Me too! I am hardly someone the man may have considered waving to as often as he never stopped by my house to say “how’s it been”….hundreds of times; easily-but it never happened, but even then-I could hardly care. There is something about some persons; he had something.

It made me sick. I explained this to my son. I am not a victim in his deviance, however-to have known somebody who has done this to a child so close in the family; to know somebody that has done this to a child-anywhere….but this being so immediately in our family circle (more so my sons….they all attended church together). Anyway-the point I’m trying to make is how this one man being a demented criminal has emotionally destructed an entire family of good people.

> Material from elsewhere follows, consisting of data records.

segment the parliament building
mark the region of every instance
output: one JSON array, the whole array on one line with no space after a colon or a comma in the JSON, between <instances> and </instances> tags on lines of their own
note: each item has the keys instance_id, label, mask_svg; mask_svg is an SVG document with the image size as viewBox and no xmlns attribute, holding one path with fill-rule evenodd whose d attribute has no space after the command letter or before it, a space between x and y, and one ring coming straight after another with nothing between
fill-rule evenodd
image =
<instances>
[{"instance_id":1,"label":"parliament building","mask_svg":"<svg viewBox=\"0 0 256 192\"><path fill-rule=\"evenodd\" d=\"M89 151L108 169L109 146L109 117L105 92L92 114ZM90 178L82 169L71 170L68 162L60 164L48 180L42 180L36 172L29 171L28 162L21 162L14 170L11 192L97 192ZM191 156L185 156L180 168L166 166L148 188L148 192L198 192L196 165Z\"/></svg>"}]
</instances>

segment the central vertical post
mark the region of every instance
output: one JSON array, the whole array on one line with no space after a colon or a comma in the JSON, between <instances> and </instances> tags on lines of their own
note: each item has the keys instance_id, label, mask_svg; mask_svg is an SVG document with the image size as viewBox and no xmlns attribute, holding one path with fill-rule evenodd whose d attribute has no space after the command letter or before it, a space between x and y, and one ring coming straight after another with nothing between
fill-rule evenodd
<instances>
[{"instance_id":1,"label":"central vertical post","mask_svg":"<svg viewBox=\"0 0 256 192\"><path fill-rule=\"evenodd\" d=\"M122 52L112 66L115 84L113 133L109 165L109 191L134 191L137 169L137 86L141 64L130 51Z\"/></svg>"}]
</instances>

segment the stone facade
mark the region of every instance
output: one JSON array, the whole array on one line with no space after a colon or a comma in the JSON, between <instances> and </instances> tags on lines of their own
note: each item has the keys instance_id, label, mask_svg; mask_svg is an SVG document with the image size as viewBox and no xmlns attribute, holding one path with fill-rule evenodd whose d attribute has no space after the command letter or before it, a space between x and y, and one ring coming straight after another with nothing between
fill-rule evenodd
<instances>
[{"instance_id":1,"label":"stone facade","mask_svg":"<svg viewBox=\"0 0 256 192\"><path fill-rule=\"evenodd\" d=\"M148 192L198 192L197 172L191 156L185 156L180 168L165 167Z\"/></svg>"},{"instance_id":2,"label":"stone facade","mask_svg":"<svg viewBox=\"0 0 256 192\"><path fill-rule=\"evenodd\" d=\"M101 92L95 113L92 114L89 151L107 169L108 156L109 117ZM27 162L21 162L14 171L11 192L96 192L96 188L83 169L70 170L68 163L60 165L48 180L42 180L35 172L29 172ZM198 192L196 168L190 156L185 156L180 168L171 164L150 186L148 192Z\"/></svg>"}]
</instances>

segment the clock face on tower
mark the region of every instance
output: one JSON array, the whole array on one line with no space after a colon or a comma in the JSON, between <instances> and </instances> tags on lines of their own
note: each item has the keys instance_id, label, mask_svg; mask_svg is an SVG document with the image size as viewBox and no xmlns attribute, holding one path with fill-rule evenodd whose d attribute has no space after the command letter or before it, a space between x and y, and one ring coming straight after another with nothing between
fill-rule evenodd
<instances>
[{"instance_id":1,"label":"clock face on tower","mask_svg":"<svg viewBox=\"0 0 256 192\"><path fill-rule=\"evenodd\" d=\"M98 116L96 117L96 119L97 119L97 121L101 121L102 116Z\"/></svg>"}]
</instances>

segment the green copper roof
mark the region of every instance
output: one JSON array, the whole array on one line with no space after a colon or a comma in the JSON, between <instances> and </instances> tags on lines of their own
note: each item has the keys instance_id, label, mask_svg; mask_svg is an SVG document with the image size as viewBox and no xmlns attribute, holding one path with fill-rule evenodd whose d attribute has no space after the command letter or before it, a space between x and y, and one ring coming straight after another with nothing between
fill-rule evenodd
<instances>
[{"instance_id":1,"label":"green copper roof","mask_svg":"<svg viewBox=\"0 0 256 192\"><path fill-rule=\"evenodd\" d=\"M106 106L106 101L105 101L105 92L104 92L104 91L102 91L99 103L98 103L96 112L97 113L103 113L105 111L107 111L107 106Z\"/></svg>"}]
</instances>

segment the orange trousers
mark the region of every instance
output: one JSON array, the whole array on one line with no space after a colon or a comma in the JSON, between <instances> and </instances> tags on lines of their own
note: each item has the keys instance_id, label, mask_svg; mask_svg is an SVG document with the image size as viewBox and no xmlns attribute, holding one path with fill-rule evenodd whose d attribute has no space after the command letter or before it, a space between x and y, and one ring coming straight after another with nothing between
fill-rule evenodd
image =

Those of us who have endured the unwanted; we know how the world crumbles around us after the perpetrator is gone. A few years ago at a sexual assault awareness rally I spoke at the open mike portion of the program; I told the crowd that murder is more polite than rape. At least in a murder case the family and friends know the obvious answers…what happened. With rape-and sexual trauma-our personalities hide; mine-has been joined by disassociated behavior – much to the confusion to everybody close to me. Unless we have told anyone, usually we do not, the confusion of what is wrong-can last in a family for the rest of your life; it has mine. Deja vu…..good morning, good morning, good morning, good morning…..

Peace

One Response to “”

  1. David B Says:

    I would like to talk a little more about your experience, I have a similar experienced,, but mine involved going AWOL after 10 months in duty station,, I was station FT. Stewart 1975 six months after AWOL I try to comit sucide , on base by crashing a motorcycle. I never file for PTSD to ashamed. I did file the motorcycle as a accident of throttling stuck open. I currently rievce 10 percent for arthritis from broken bones. My life has been fuck up for 40 years these last 3 years is been bad.